Pour l’heure, une défaite totale de l’UEFA apparaît peu probable. L’avis de l’avocat général de la Cour, Athanasios Rantos, a en effet de quoi inciter la confédération européenne à l’optimisme, puisque celui-ci estimait en décembre 2022 que les règles posées par l’UEFA et la Fifa étaient « compatibles avec le droit de la concurrence » de l’Union européenne.
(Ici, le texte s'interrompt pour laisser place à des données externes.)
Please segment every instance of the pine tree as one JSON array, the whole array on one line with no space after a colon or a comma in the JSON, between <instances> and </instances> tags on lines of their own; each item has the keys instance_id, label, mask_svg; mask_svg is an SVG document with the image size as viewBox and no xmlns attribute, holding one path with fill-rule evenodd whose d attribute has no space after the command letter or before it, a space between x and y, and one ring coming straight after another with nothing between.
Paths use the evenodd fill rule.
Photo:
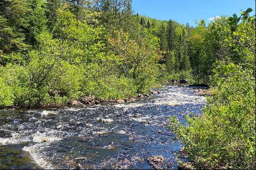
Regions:
<instances>
[{"instance_id":1,"label":"pine tree","mask_svg":"<svg viewBox=\"0 0 256 170\"><path fill-rule=\"evenodd\" d=\"M150 22L149 22L149 20L148 20L148 23L147 23L147 28L148 29L150 28Z\"/></svg>"},{"instance_id":2,"label":"pine tree","mask_svg":"<svg viewBox=\"0 0 256 170\"><path fill-rule=\"evenodd\" d=\"M168 22L167 34L168 50L174 50L176 47L177 36L175 32L176 27L175 22L170 20Z\"/></svg>"},{"instance_id":3,"label":"pine tree","mask_svg":"<svg viewBox=\"0 0 256 170\"><path fill-rule=\"evenodd\" d=\"M168 50L168 42L166 37L166 28L163 23L162 24L159 30L158 36L160 39L160 50L167 51Z\"/></svg>"}]
</instances>

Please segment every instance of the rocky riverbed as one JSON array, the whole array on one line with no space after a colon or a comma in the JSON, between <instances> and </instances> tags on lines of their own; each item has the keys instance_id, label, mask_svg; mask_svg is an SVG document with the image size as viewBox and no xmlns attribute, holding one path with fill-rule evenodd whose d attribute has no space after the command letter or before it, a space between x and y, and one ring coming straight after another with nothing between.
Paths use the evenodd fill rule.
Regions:
<instances>
[{"instance_id":1,"label":"rocky riverbed","mask_svg":"<svg viewBox=\"0 0 256 170\"><path fill-rule=\"evenodd\" d=\"M0 110L0 169L152 169L147 158L159 155L162 168L177 169L182 145L168 119L175 115L185 124L186 115L202 112L205 97L194 89L167 86L125 103Z\"/></svg>"}]
</instances>

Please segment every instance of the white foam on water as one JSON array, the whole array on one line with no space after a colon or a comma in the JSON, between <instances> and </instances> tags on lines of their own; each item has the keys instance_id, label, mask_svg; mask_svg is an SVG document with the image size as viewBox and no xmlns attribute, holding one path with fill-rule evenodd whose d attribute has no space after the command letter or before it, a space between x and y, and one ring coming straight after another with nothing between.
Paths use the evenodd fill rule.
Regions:
<instances>
[{"instance_id":1,"label":"white foam on water","mask_svg":"<svg viewBox=\"0 0 256 170\"><path fill-rule=\"evenodd\" d=\"M49 115L53 115L57 114L57 112L54 111L43 111L41 113L41 116L47 116Z\"/></svg>"},{"instance_id":2,"label":"white foam on water","mask_svg":"<svg viewBox=\"0 0 256 170\"><path fill-rule=\"evenodd\" d=\"M56 169L54 166L44 158L43 153L40 153L40 150L44 147L42 144L37 144L30 146L24 146L22 150L28 152L35 163L40 167L46 170Z\"/></svg>"},{"instance_id":3,"label":"white foam on water","mask_svg":"<svg viewBox=\"0 0 256 170\"><path fill-rule=\"evenodd\" d=\"M33 137L33 142L38 143L51 142L62 140L60 137L55 137L48 134L42 134L37 131Z\"/></svg>"},{"instance_id":4,"label":"white foam on water","mask_svg":"<svg viewBox=\"0 0 256 170\"><path fill-rule=\"evenodd\" d=\"M117 133L119 133L119 134L127 134L127 133L126 133L126 132L124 131L122 131L122 130L121 130L121 131L119 131L117 132Z\"/></svg>"},{"instance_id":5,"label":"white foam on water","mask_svg":"<svg viewBox=\"0 0 256 170\"><path fill-rule=\"evenodd\" d=\"M101 121L101 123L111 123L113 121L113 120L111 119L111 118L97 118L96 120L97 121Z\"/></svg>"},{"instance_id":6,"label":"white foam on water","mask_svg":"<svg viewBox=\"0 0 256 170\"><path fill-rule=\"evenodd\" d=\"M146 104L144 103L133 103L127 105L125 104L116 104L114 105L115 106L119 108L123 108L125 110L127 110L129 108L134 108L139 107L143 106L146 105Z\"/></svg>"},{"instance_id":7,"label":"white foam on water","mask_svg":"<svg viewBox=\"0 0 256 170\"><path fill-rule=\"evenodd\" d=\"M25 137L22 134L14 132L12 134L12 137L8 138L0 137L0 145L9 144L16 144L30 141L28 137Z\"/></svg>"},{"instance_id":8,"label":"white foam on water","mask_svg":"<svg viewBox=\"0 0 256 170\"><path fill-rule=\"evenodd\" d=\"M104 135L105 134L108 133L108 132L106 131L93 131L93 134L94 135Z\"/></svg>"}]
</instances>

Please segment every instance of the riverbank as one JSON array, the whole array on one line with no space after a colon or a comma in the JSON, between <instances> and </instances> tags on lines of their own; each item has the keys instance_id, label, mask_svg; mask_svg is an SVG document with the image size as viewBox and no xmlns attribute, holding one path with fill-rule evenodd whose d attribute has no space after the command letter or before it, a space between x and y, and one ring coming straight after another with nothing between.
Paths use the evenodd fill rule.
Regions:
<instances>
[{"instance_id":1,"label":"riverbank","mask_svg":"<svg viewBox=\"0 0 256 170\"><path fill-rule=\"evenodd\" d=\"M1 110L1 152L7 153L1 165L67 169L66 160L86 157L79 162L85 167L152 169L147 158L162 155L162 168L177 169L182 145L167 126L169 118L176 115L185 123L187 115L201 114L205 99L189 87L161 92L136 102ZM14 151L25 158L8 162Z\"/></svg>"}]
</instances>

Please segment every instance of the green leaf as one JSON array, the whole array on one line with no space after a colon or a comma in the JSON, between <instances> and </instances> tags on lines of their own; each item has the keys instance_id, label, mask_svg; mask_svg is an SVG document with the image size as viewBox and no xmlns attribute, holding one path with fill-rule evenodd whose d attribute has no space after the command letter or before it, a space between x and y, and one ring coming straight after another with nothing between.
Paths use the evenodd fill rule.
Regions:
<instances>
[{"instance_id":1,"label":"green leaf","mask_svg":"<svg viewBox=\"0 0 256 170\"><path fill-rule=\"evenodd\" d=\"M237 15L236 15L236 13L234 14L233 14L233 17L234 18L234 19L236 19L237 18Z\"/></svg>"},{"instance_id":2,"label":"green leaf","mask_svg":"<svg viewBox=\"0 0 256 170\"><path fill-rule=\"evenodd\" d=\"M232 33L232 34L234 36L236 36L237 35L238 35L235 32L234 32Z\"/></svg>"},{"instance_id":3,"label":"green leaf","mask_svg":"<svg viewBox=\"0 0 256 170\"><path fill-rule=\"evenodd\" d=\"M200 24L202 25L205 25L205 21L204 21L204 20L201 20L200 21Z\"/></svg>"},{"instance_id":4,"label":"green leaf","mask_svg":"<svg viewBox=\"0 0 256 170\"><path fill-rule=\"evenodd\" d=\"M229 20L229 21L232 21L232 20L234 20L234 18L231 17L229 17L228 18L228 20Z\"/></svg>"},{"instance_id":5,"label":"green leaf","mask_svg":"<svg viewBox=\"0 0 256 170\"><path fill-rule=\"evenodd\" d=\"M245 11L245 12L246 13L249 13L252 12L252 11L253 11L252 9L251 9L251 8L249 8L246 10L246 11Z\"/></svg>"}]
</instances>

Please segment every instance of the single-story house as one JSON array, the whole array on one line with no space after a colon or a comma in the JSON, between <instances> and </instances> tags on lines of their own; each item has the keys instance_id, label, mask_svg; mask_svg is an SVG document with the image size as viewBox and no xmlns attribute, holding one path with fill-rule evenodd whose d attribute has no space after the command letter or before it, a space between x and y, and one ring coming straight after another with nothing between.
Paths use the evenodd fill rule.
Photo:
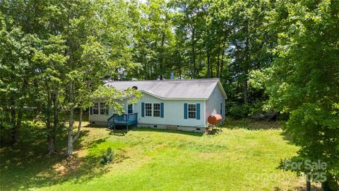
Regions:
<instances>
[{"instance_id":1,"label":"single-story house","mask_svg":"<svg viewBox=\"0 0 339 191\"><path fill-rule=\"evenodd\" d=\"M143 93L133 105L122 101L124 114L118 116L105 103L95 102L89 120L94 125L137 125L158 129L204 132L207 118L220 114L225 120L226 93L218 79L112 81L105 84L119 91L133 88Z\"/></svg>"}]
</instances>

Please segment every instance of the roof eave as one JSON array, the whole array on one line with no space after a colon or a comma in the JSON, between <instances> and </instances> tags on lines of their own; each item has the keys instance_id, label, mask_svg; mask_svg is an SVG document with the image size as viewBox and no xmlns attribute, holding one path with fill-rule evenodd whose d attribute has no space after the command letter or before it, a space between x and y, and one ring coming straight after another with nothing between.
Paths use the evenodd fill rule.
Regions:
<instances>
[{"instance_id":1,"label":"roof eave","mask_svg":"<svg viewBox=\"0 0 339 191\"><path fill-rule=\"evenodd\" d=\"M151 96L153 96L153 97L155 97L157 98L159 98L160 100L207 100L208 98L162 98L162 97L160 97L160 96L158 96L154 93L152 93L150 92L148 92L148 91L144 91L144 90L141 90L140 91L144 93L146 93L148 95L150 95Z\"/></svg>"}]
</instances>

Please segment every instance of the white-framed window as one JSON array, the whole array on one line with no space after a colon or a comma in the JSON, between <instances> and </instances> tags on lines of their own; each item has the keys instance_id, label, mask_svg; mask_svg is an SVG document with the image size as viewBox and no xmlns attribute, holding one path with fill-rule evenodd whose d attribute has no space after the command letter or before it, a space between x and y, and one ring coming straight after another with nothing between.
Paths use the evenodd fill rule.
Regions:
<instances>
[{"instance_id":1,"label":"white-framed window","mask_svg":"<svg viewBox=\"0 0 339 191\"><path fill-rule=\"evenodd\" d=\"M152 103L145 103L145 116L152 117Z\"/></svg>"},{"instance_id":2,"label":"white-framed window","mask_svg":"<svg viewBox=\"0 0 339 191\"><path fill-rule=\"evenodd\" d=\"M100 115L106 115L106 103L100 102Z\"/></svg>"},{"instance_id":3,"label":"white-framed window","mask_svg":"<svg viewBox=\"0 0 339 191\"><path fill-rule=\"evenodd\" d=\"M95 103L93 105L93 115L99 114L99 103Z\"/></svg>"},{"instance_id":4,"label":"white-framed window","mask_svg":"<svg viewBox=\"0 0 339 191\"><path fill-rule=\"evenodd\" d=\"M160 117L160 103L153 103L153 117Z\"/></svg>"},{"instance_id":5,"label":"white-framed window","mask_svg":"<svg viewBox=\"0 0 339 191\"><path fill-rule=\"evenodd\" d=\"M196 105L189 103L187 107L187 111L189 114L189 119L196 119Z\"/></svg>"},{"instance_id":6,"label":"white-framed window","mask_svg":"<svg viewBox=\"0 0 339 191\"><path fill-rule=\"evenodd\" d=\"M222 102L220 102L220 115L222 115Z\"/></svg>"},{"instance_id":7,"label":"white-framed window","mask_svg":"<svg viewBox=\"0 0 339 191\"><path fill-rule=\"evenodd\" d=\"M106 103L104 102L95 102L92 108L91 115L106 115Z\"/></svg>"},{"instance_id":8,"label":"white-framed window","mask_svg":"<svg viewBox=\"0 0 339 191\"><path fill-rule=\"evenodd\" d=\"M127 106L127 113L133 113L133 104L129 104Z\"/></svg>"}]
</instances>

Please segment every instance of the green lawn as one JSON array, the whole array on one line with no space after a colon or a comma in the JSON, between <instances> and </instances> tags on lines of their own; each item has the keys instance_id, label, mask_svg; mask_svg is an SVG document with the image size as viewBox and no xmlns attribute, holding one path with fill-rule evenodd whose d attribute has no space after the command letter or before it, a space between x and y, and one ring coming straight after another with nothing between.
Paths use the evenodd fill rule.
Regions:
<instances>
[{"instance_id":1,"label":"green lawn","mask_svg":"<svg viewBox=\"0 0 339 191\"><path fill-rule=\"evenodd\" d=\"M216 135L84 127L71 161L47 156L44 140L2 147L1 190L287 190L304 185L302 178L276 169L280 158L297 151L281 129L270 129L276 124L227 123ZM101 165L101 154L109 146L114 162Z\"/></svg>"}]
</instances>

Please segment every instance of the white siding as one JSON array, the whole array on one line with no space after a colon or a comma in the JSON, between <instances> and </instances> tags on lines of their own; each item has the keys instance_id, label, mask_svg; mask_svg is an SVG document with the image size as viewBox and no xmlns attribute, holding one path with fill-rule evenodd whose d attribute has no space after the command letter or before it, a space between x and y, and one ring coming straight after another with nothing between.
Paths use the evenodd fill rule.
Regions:
<instances>
[{"instance_id":1,"label":"white siding","mask_svg":"<svg viewBox=\"0 0 339 191\"><path fill-rule=\"evenodd\" d=\"M212 114L220 114L220 103L222 103L222 122L225 120L225 97L217 85L208 100L206 100L206 118ZM207 123L206 120L206 123Z\"/></svg>"},{"instance_id":2,"label":"white siding","mask_svg":"<svg viewBox=\"0 0 339 191\"><path fill-rule=\"evenodd\" d=\"M119 104L124 104L124 110L127 112L127 100L124 100L123 101L118 101ZM135 107L136 105L134 105ZM90 122L107 122L109 117L113 115L114 109L112 107L109 107L108 110L108 115L90 115ZM102 123L100 123L102 124Z\"/></svg>"},{"instance_id":3,"label":"white siding","mask_svg":"<svg viewBox=\"0 0 339 191\"><path fill-rule=\"evenodd\" d=\"M141 117L141 103L164 103L164 117ZM200 103L200 120L184 119L184 103ZM138 122L141 124L170 125L196 127L205 127L204 100L165 100L145 94L137 103Z\"/></svg>"}]
</instances>

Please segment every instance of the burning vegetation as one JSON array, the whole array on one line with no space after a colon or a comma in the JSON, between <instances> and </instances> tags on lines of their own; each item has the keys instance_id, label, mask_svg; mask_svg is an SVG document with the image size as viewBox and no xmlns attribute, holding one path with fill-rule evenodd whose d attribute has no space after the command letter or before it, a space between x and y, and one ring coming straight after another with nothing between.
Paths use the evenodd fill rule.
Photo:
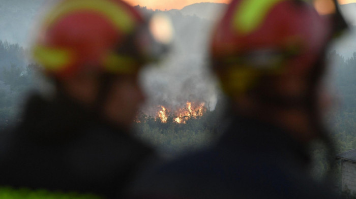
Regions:
<instances>
[{"instance_id":1,"label":"burning vegetation","mask_svg":"<svg viewBox=\"0 0 356 199\"><path fill-rule=\"evenodd\" d=\"M194 103L187 102L184 107L174 110L163 106L158 106L155 120L160 120L162 123L174 122L185 124L190 119L199 119L206 112L204 103ZM142 118L141 118L142 119ZM136 122L142 122L140 118L136 119Z\"/></svg>"}]
</instances>

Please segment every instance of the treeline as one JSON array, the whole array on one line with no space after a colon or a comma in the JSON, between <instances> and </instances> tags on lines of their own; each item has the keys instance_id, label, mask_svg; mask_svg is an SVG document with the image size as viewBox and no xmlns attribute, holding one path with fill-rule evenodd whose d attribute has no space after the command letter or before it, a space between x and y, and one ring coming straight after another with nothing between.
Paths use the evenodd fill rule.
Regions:
<instances>
[{"instance_id":1,"label":"treeline","mask_svg":"<svg viewBox=\"0 0 356 199\"><path fill-rule=\"evenodd\" d=\"M135 134L168 155L207 147L220 135L224 102L219 101L215 109L207 110L201 116L185 116L184 122L181 123L175 121L176 116L171 113L168 113L163 122L158 116L141 113L134 125Z\"/></svg>"}]
</instances>

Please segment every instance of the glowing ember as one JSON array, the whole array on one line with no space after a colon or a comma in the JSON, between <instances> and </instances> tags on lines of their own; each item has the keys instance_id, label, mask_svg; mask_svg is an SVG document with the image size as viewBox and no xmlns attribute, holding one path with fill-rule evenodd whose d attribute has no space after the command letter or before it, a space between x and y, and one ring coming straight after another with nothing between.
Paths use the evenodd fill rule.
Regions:
<instances>
[{"instance_id":1,"label":"glowing ember","mask_svg":"<svg viewBox=\"0 0 356 199\"><path fill-rule=\"evenodd\" d=\"M168 116L166 115L166 110L167 110L163 106L161 106L162 108L162 111L160 111L158 113L158 116L161 119L161 121L163 123L167 122L167 119L168 119Z\"/></svg>"},{"instance_id":2,"label":"glowing ember","mask_svg":"<svg viewBox=\"0 0 356 199\"><path fill-rule=\"evenodd\" d=\"M190 118L196 119L198 117L202 116L206 111L204 105L205 103L202 103L198 106L192 106L192 103L187 102L187 105L183 110L180 109L175 113L175 115L179 116L174 119L174 121L180 124L185 123L186 121Z\"/></svg>"}]
</instances>

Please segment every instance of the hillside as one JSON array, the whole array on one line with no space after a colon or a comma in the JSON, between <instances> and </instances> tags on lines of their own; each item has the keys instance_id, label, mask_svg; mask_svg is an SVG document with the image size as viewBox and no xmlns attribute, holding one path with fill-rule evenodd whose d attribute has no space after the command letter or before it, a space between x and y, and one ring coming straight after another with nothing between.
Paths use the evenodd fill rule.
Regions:
<instances>
[{"instance_id":1,"label":"hillside","mask_svg":"<svg viewBox=\"0 0 356 199\"><path fill-rule=\"evenodd\" d=\"M226 4L200 3L187 6L181 10L184 15L194 15L201 18L215 21L220 18L220 13L227 6Z\"/></svg>"}]
</instances>

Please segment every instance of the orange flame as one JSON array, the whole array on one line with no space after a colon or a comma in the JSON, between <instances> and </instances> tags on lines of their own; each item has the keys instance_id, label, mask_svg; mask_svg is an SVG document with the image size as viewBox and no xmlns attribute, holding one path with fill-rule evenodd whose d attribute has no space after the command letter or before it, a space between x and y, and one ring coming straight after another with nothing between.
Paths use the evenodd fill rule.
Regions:
<instances>
[{"instance_id":1,"label":"orange flame","mask_svg":"<svg viewBox=\"0 0 356 199\"><path fill-rule=\"evenodd\" d=\"M167 122L167 119L168 119L168 116L166 115L166 110L167 110L164 107L161 106L162 111L160 111L158 113L158 116L161 119L161 121L163 123Z\"/></svg>"},{"instance_id":2,"label":"orange flame","mask_svg":"<svg viewBox=\"0 0 356 199\"><path fill-rule=\"evenodd\" d=\"M174 121L180 124L184 124L189 119L192 118L196 119L198 117L202 116L206 111L204 105L205 103L202 103L197 107L192 107L191 102L187 102L187 105L185 106L185 108L183 110L180 109L176 113L177 113L176 115L179 115L179 116L174 119Z\"/></svg>"}]
</instances>

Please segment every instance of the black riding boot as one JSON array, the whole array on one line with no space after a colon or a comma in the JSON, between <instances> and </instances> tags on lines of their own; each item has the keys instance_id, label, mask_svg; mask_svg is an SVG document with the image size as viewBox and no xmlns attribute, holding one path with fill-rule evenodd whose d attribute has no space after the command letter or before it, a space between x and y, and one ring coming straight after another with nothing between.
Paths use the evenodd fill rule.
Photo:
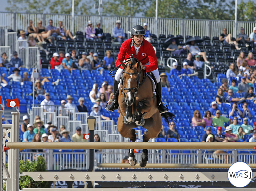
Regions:
<instances>
[{"instance_id":1,"label":"black riding boot","mask_svg":"<svg viewBox=\"0 0 256 191\"><path fill-rule=\"evenodd\" d=\"M162 84L160 81L157 84L157 107L160 113L168 112L169 110L167 106L162 102Z\"/></svg>"},{"instance_id":2,"label":"black riding boot","mask_svg":"<svg viewBox=\"0 0 256 191\"><path fill-rule=\"evenodd\" d=\"M118 91L118 82L115 80L114 82L113 89L113 93L114 93L114 95L115 94L116 91ZM106 110L109 111L113 112L115 109L117 109L118 107L118 94L117 94L115 97L114 100L112 101L112 102L110 105L108 105L108 102L107 103L107 104L105 107L105 109Z\"/></svg>"}]
</instances>

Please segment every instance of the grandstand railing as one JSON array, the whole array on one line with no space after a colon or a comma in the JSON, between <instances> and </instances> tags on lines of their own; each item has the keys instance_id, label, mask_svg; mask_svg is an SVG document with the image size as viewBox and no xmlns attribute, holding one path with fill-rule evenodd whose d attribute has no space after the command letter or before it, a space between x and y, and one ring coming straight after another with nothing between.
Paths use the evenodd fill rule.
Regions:
<instances>
[{"instance_id":1,"label":"grandstand railing","mask_svg":"<svg viewBox=\"0 0 256 191\"><path fill-rule=\"evenodd\" d=\"M240 33L241 27L245 28L245 32L249 35L253 31L254 22L238 21L237 22L236 31L235 31L235 23L234 20L204 20L183 19L167 18L158 18L157 22L155 17L124 17L121 16L108 16L95 15L75 15L74 18L74 29L72 29L72 18L71 14L61 14L42 13L26 13L0 12L0 26L6 27L15 31L18 29L26 30L29 25L29 20L32 19L35 23L39 20L42 20L43 26L48 25L49 20L52 19L54 26L58 26L58 22L62 21L66 28L70 29L73 33L77 31L84 31L89 20L93 25L99 21L104 32L112 34L112 30L115 27L117 20L122 22L122 27L127 32L131 27L143 23L148 23L148 29L152 33L158 35L163 34L167 35L172 34L174 35L219 36L223 28L226 28L229 33L236 37Z\"/></svg>"}]
</instances>

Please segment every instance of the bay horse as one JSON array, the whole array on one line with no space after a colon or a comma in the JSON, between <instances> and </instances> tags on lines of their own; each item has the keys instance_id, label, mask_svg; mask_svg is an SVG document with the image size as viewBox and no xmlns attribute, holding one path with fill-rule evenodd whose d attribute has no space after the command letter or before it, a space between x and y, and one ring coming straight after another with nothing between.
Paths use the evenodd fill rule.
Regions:
<instances>
[{"instance_id":1,"label":"bay horse","mask_svg":"<svg viewBox=\"0 0 256 191\"><path fill-rule=\"evenodd\" d=\"M131 142L136 140L133 129L141 125L147 131L143 136L143 142L157 137L162 129L163 117L167 124L175 118L169 112L160 114L157 106L157 98L154 91L155 85L150 78L141 69L140 62L132 57L121 61L124 69L119 87L118 104L120 114L117 121L119 133ZM124 63L126 63L126 64ZM129 150L128 160L131 166L137 163L134 150ZM143 149L139 164L147 164L147 149Z\"/></svg>"}]
</instances>

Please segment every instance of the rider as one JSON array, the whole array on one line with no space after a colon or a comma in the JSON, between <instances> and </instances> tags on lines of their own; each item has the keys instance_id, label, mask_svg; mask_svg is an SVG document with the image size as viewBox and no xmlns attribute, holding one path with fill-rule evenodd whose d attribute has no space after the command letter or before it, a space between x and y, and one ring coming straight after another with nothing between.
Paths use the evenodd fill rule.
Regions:
<instances>
[{"instance_id":1,"label":"rider","mask_svg":"<svg viewBox=\"0 0 256 191\"><path fill-rule=\"evenodd\" d=\"M168 111L167 106L162 102L162 86L158 68L156 53L151 44L144 39L145 30L140 25L136 25L131 30L131 38L125 41L122 44L116 59L116 66L120 64L120 60L123 61L129 58L132 55L141 62L141 68L145 72L151 72L157 81L157 98L158 108L160 113ZM116 71L114 83L113 92L118 91L118 83L124 70L122 66ZM118 95L116 96L110 105L106 106L106 109L113 111L118 107Z\"/></svg>"}]
</instances>

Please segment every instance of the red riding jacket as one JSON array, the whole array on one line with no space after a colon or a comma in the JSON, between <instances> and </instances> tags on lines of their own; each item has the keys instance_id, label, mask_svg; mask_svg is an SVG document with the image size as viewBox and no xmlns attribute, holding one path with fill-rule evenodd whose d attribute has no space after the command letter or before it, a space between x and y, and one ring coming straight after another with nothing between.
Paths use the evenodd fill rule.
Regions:
<instances>
[{"instance_id":1,"label":"red riding jacket","mask_svg":"<svg viewBox=\"0 0 256 191\"><path fill-rule=\"evenodd\" d=\"M143 65L146 64L149 62L150 62L150 65L145 66L146 72L157 69L158 63L156 53L153 46L147 40L145 39L143 40L140 48L138 56L136 55L136 51L132 39L130 38L124 42L120 48L120 50L116 59L116 66L117 66L121 64L120 60L124 60L130 57L132 54L133 54L134 58L136 58L138 60L140 61ZM120 67L120 68L123 69L122 66Z\"/></svg>"}]
</instances>

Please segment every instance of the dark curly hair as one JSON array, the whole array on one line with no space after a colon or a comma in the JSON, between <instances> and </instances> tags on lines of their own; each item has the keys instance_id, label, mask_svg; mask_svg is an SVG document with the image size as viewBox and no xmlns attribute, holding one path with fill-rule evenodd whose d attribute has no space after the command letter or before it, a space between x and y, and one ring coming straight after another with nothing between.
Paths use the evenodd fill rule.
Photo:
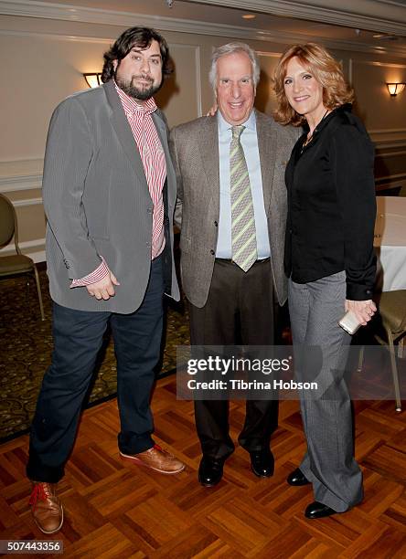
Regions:
<instances>
[{"instance_id":1,"label":"dark curly hair","mask_svg":"<svg viewBox=\"0 0 406 559\"><path fill-rule=\"evenodd\" d=\"M155 29L148 27L130 27L118 37L110 50L104 53L104 65L102 71L102 81L105 83L114 77L113 60L119 62L125 58L134 47L144 49L148 48L153 41L159 45L162 58L162 74L171 74L169 65L169 48L165 38Z\"/></svg>"}]
</instances>

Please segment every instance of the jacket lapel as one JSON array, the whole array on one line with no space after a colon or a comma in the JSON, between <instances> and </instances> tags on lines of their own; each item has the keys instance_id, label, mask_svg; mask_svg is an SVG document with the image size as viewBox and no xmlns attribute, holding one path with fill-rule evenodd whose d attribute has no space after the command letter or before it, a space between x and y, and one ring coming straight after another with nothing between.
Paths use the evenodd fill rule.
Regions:
<instances>
[{"instance_id":1,"label":"jacket lapel","mask_svg":"<svg viewBox=\"0 0 406 559\"><path fill-rule=\"evenodd\" d=\"M160 111L155 111L155 112L152 113L151 116L154 121L154 124L155 125L155 129L158 133L159 140L161 141L162 149L164 150L165 161L166 163L166 177L168 180L168 185L170 187L170 190L172 189L175 190L176 177L175 177L174 167L172 164L172 159L169 153L169 147L167 144L166 122L164 121L165 117L164 118L162 117L162 113L160 112Z\"/></svg>"},{"instance_id":2,"label":"jacket lapel","mask_svg":"<svg viewBox=\"0 0 406 559\"><path fill-rule=\"evenodd\" d=\"M144 183L145 188L148 190L145 174L144 173L143 162L141 161L141 155L138 151L137 144L135 143L130 124L128 123L127 117L125 116L125 112L123 109L122 102L117 95L117 91L115 90L114 82L112 79L111 79L102 87L104 88L107 100L110 104L110 108L112 109L112 124L117 133L120 143L127 154L134 170L138 175L138 178L141 182Z\"/></svg>"},{"instance_id":3,"label":"jacket lapel","mask_svg":"<svg viewBox=\"0 0 406 559\"><path fill-rule=\"evenodd\" d=\"M215 214L218 216L219 214L219 131L216 117L206 117L202 121L202 131L198 143L208 192L213 200Z\"/></svg>"},{"instance_id":4,"label":"jacket lapel","mask_svg":"<svg viewBox=\"0 0 406 559\"><path fill-rule=\"evenodd\" d=\"M271 204L273 187L273 171L276 162L276 131L269 119L255 110L257 121L258 149L260 152L261 174L262 177L263 204L265 212Z\"/></svg>"}]
</instances>

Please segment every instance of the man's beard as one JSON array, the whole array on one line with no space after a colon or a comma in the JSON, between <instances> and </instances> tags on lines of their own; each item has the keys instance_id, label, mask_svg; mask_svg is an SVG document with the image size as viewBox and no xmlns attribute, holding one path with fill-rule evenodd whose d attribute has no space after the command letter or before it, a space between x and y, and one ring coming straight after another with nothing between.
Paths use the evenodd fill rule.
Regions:
<instances>
[{"instance_id":1,"label":"man's beard","mask_svg":"<svg viewBox=\"0 0 406 559\"><path fill-rule=\"evenodd\" d=\"M142 90L140 90L136 86L133 85L133 79L134 78L150 81L151 85L147 88L143 88ZM156 91L160 90L162 85L162 82L154 83L154 79L152 79L149 76L143 75L133 76L132 79L128 80L121 79L117 76L117 70L114 72L114 79L118 87L123 90L124 93L139 100L147 100L148 99L151 99L151 97L153 97L156 93Z\"/></svg>"}]
</instances>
Seules lueurs d’espoir pour la Super Ligue : ces décisions n’engagent pas la CJUE, qui peut prendre une autre direction.

Par ailleurs, chaque nuance de l’arrêt sera importante pour le football de clubs, et plus largement pour la régulation sportive sur le Vieux Continent, et constituera potentiellement de nouvelles brèches dans lesquelles les frondeurs pourraient s’immiscer. A l’inverse, si l’organisation présidée par Ceferin s’en tire à bon compte, elle pourra continuer de brandir sur les éventuels frondeurs la menace d’une exclusion des championnats nationaux et à ses joueurs se voir refuser de participer au championnat d’Europe ou à la Coupe du monde avec leur équipe nationale. Et, par extension, de continuer à mener tranquillement sa politique élitiste, illustrée par l’entrée en vigueur l’année prochaine d’une nouvelle formule de la Ligue des champions.